This article first appeared in Estates Gazette on 20th April 2019. Republished with kind permission.
Could an industry-led code of practice secure the future of the current residential leasehold system?
Last month, a group of freeholders, managing agents and developers signed a public pledge signalling their intent to bring about positive change in the residential leasehold sector. Backed by the government and overseen by the Ministry of Housing, Communities & Local Government (MHCLG), this commitment to raise industry standards could turn out to be a watershed moment. Will it secure the future of the current leasehold system as we know it?
The need for change
Part of the significance of this pledge is the tacit acknowledgement it signals of the problems that have shaken parts of the leasehold sector in recent times – and the public and political reaction that has followed.
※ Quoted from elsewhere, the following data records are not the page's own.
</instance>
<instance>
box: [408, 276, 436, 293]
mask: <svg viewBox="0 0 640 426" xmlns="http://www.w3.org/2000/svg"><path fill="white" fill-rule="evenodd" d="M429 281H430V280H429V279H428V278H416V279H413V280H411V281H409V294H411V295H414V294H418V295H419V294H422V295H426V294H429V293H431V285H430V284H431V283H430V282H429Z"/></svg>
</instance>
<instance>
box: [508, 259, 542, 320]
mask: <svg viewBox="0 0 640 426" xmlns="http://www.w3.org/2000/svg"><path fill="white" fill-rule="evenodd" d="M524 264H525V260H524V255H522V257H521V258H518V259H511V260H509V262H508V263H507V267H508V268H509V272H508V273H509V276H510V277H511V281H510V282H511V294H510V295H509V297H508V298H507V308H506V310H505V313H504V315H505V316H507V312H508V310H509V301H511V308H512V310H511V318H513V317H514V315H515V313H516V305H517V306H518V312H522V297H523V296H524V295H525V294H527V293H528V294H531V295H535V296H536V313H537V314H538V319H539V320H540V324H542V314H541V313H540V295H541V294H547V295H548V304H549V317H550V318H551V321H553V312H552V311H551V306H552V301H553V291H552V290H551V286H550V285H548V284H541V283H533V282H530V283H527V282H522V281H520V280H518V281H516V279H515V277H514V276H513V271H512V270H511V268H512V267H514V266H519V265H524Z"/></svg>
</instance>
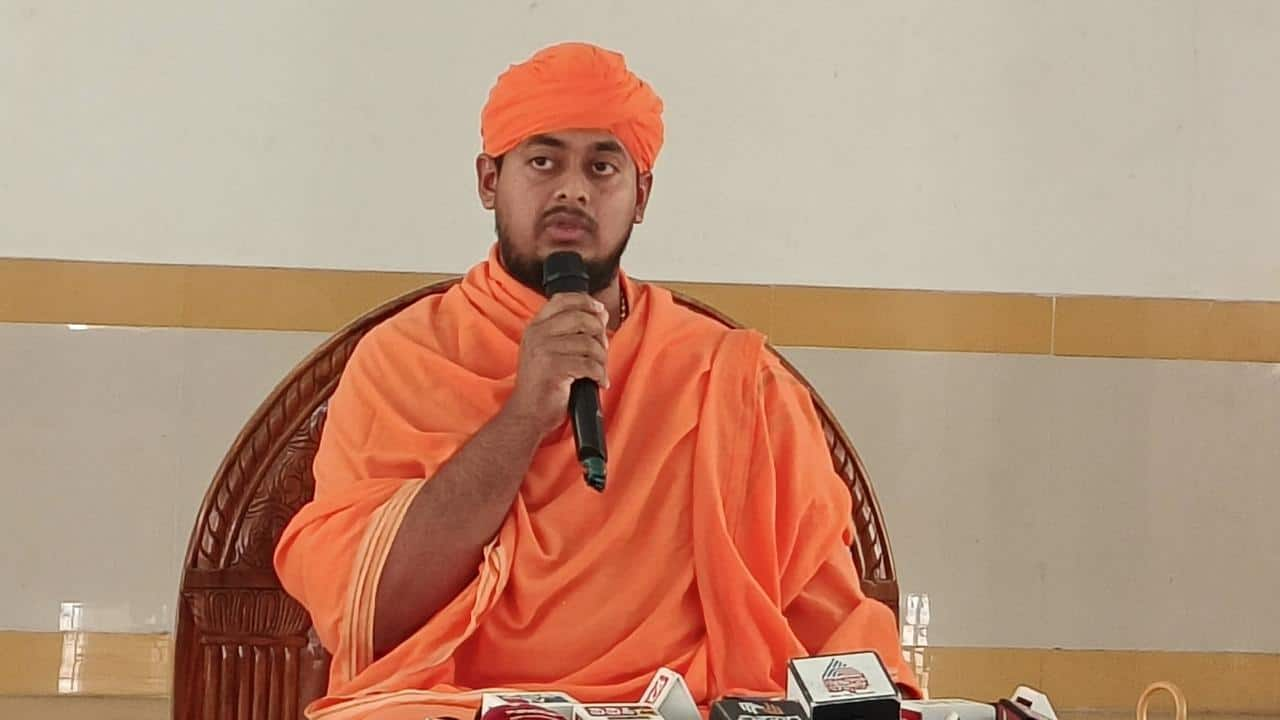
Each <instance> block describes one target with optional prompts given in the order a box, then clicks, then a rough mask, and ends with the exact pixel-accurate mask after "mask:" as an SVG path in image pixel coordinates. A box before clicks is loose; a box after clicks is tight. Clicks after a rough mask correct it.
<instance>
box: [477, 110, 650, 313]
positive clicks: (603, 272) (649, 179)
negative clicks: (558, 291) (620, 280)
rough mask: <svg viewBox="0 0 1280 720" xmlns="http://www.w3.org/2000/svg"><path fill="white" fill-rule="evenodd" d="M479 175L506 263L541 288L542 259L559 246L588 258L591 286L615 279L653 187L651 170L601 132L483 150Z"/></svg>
mask: <svg viewBox="0 0 1280 720" xmlns="http://www.w3.org/2000/svg"><path fill="white" fill-rule="evenodd" d="M476 176H477V181H479V184H480V200H481V202H483V204H484V206H485V208H488V209H490V210H494V215H495V225H497V232H498V252H499V256H500V259H502V263H503V265H504V266H506V268H507V272H509V273H511V274H512V275H513V277H515V278H516V279H518V281H520V282H521V283H524V284H526V286H529V287H531V288H534V290H539V291H540V290H541V282H543V261H544V260H545V259H547V256H548V255H550V254H552V252H556V251H559V250H572V251H575V252H577V254H579V255H581V256H582V260H584V261H585V264H586V269H588V274H589V275H590V283H589V284H590V292H593V293H595V292H599V291H602V290H604V288H605V287H608V286H609V284H612V283H613V281H614V279H616V277H617V272H618V264H620V263H621V259H622V252H623V251H625V250H626V246H627V241H628V240H630V237H631V228H632V225H635V224H637V223H640V222H641V220H644V209H645V206H646V205H648V201H649V192H650V188H652V187H653V176H652V173H637V172H636V167H635V163H634V161H632V160H631V156H630V155H627V151H626V149H623V146H622V143H621V142H618V140H617V138H616V137H614V136H613V135H611V133H608V132H603V131H562V132H553V133H544V135H535V136H532V137H530V138H527V140H525V141H524V142H521V143H520V145H518V146H516V147H515V149H513V150H511V151H509V152H507V154H506V155H503V156H502V159H500V161H499V160H498V159H495V158H493V156H489V155H480V158H477V159H476Z"/></svg>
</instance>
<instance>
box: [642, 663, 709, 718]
mask: <svg viewBox="0 0 1280 720" xmlns="http://www.w3.org/2000/svg"><path fill="white" fill-rule="evenodd" d="M640 702H643V703H645V705H648V706H652V707H653V708H654V710H657V711H658V714H659V715H662V717H663V720H703V716H701V712H699V711H698V701H696V700H694V693H691V692H689V684H687V683H685V678H684V675H681V674H680V673H676V671H675V670H671V669H668V667H662V669H659V670H658V671H657V673H654V675H653V680H650V682H649V687H648V688H645V691H644V694H643V696H640Z"/></svg>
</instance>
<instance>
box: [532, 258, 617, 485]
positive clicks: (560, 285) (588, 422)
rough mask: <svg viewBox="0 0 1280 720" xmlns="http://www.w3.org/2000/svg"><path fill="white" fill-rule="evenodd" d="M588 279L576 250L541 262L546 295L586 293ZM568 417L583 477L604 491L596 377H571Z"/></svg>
mask: <svg viewBox="0 0 1280 720" xmlns="http://www.w3.org/2000/svg"><path fill="white" fill-rule="evenodd" d="M588 281H589V275H588V274H586V265H585V264H582V256H581V255H579V254H577V252H573V251H570V250H566V251H561V252H552V254H550V256H548V258H547V261H545V263H544V264H543V295H545V296H547V297H550V296H553V295H557V293H561V292H586V290H588V287H589V284H588ZM568 416H570V420H571V421H572V424H573V445H575V446H576V447H577V461H579V462H581V464H582V478H584V479H585V480H586V484H588V486H590V487H591V488H594V489H596V491H598V492H604V479H605V474H607V470H605V461H607V460H608V457H609V456H608V451H607V450H605V447H604V416H603V415H600V388H599V387H598V386H596V384H595V380H593V379H588V378H579V379H576V380H573V384H572V386H570V391H568Z"/></svg>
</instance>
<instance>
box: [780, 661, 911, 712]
mask: <svg viewBox="0 0 1280 720" xmlns="http://www.w3.org/2000/svg"><path fill="white" fill-rule="evenodd" d="M787 700H794V701H796V702H799V703H800V705H801V706H803V707H804V710H805V712H808V715H809V717H813V720H852V719H856V720H899V716H900V711H901V703H902V700H901V696H900V694H899V692H897V685H896V684H893V680H892V679H890V676H888V670H887V669H886V667H884V662H883V661H881V657H879V655H877V653H876V652H873V651H865V652H846V653H842V655H822V656H817V657H800V659H795V660H792V661H791V662H790V664H787Z"/></svg>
Undoubtedly the most prominent and well-publicised issue has been onerous ground rents (for instance, those that double every 10 or 15 years). While only impacting a small fraction of the UK’s four million leaseholders, this has been a scandal that the media has quite rightly shone a bright light on. The practice of many developers in selling houses on a leasehold basis has also come under the spotlight. It is chiefly these issues that led to the government’s ongoing, extensive programme of consultation on reforming leasehold and “reinvigorating” commonhold.
Consumer protection is to lie at the heart of any change the government implements, and is thus a useful yardstick against which we should measure both any reform the government decides to implement and any industry-led proposals for regulation.
Flawed proposals for reform
From a consumer protection perspective, any proposals to prevent the grant of onerous leases and to severely limit the sale of houses on a leasehold basis are welcome. But some of the recommendations feel short-sighted. Among these is the MHCLG proposal for all ground rents on new leases to be reduced to £10 a year.
As I have previously commented (“A treatise in defence of ground rents”, EG, 26 May 2018: www.egi.co.uk/legal/a-treatise-in-defence-of ground -rents/), ground rent can serve a useful purpose in the modern market – principally through securing investment by professional institutional freeholders. These organisations can (and often do) play a crucial stewardship role when it comes to blocks of flats. Forcing them out will only open the door to less scrupulous parties – a point acknowledged in last month’s Communities Select Committee’s report.
The report also suggested the leasehold system might be abolished altogether in favour of a commonhold structure, where residents manage their own developments. This is no solution. The government will face appreciable difficulties in getting industry behind commonhold. Also, Law Commission proposals to make it easier to convert from leasehold to commonhold are fraught with so many difficulties that any growth in commonhold use is likely to be slow and led by new developments.
Commonhold may seem utopian in principle but, given the diverse nature and interests of property owners within blocks of flats, in most cases would cause as many problems as it solves. It will suffer the same problems as other resident-managed schemes – and the same problems recruiting the right sort of directors with the long-term interests of a development in mind. With regards to making commonhold “compulsory”, government and campaigners should be careful what they wish for: it is one thing introducing regulation and capping ground rents at a sensible level; it is another to force everyone into communally managed developments. That is not a way to secure enhanced consumer protection.
Let the industry lead the way
A more sensible and efficient route to reform is through industry-led regulation, where all relevant stakeholders are pulling in the same direction. The pledge is a stepping stone towards this goal.
Among the commitments in the pledge are the elimination of onerous ground rents, the abolition of new leasehold houses and measures to ensure that leaseholders understand exactly what they are buying. Crucially, participants also commit to developing and making mandatory a code of practice that enforces the highest possible standards across the industry.
A version of this code has already been developed, albeit it needs perfecting. Under section 87 of the Leasehold Reform Housing and Urban Development Act 1993, the secretary of state can put the code on a statutory footing, granting it the teeth it needs to help rebuff arguments against self-regulation. The code in its current form covers areas from building safety and complaints procedures to unfair leases and property management.
Earlier this month, industry stakeholders convened to discuss this. The consensus was clear: it has great potential, but for it to work, it is essential that more sign up. It needs to engage all key stakeholders in the debate – not just professional institutional freeholders and developers, but also conveyancers, managing agents, resident management companies, and right to manage companies (in larger blocks). Leaseholder representatives need to give their views too.
Too often, reforms to the property sector are piecemeal. There is an opportunity now to promote holistic reform, and much quicker than could be achieved through long-winded statute-led reform. This is the only way to achieve a prompt consumer-focused outcome that gets to the heart of the problems.
Cynics will argue that the code is an empty gesture, as many of its obligations already exist. However, this is a demonstration of intent by the industry to bring in self-regulation, far quicker than the government could legislate for. If the government gets behind the code, once fully developed, this could be a fast and effective solution (albeit not a complete one) to a number of priorities around leasehold, all coming back to the all-important theme of consumer protection. We can only hope that both industry and government embrace the opportunity this represents.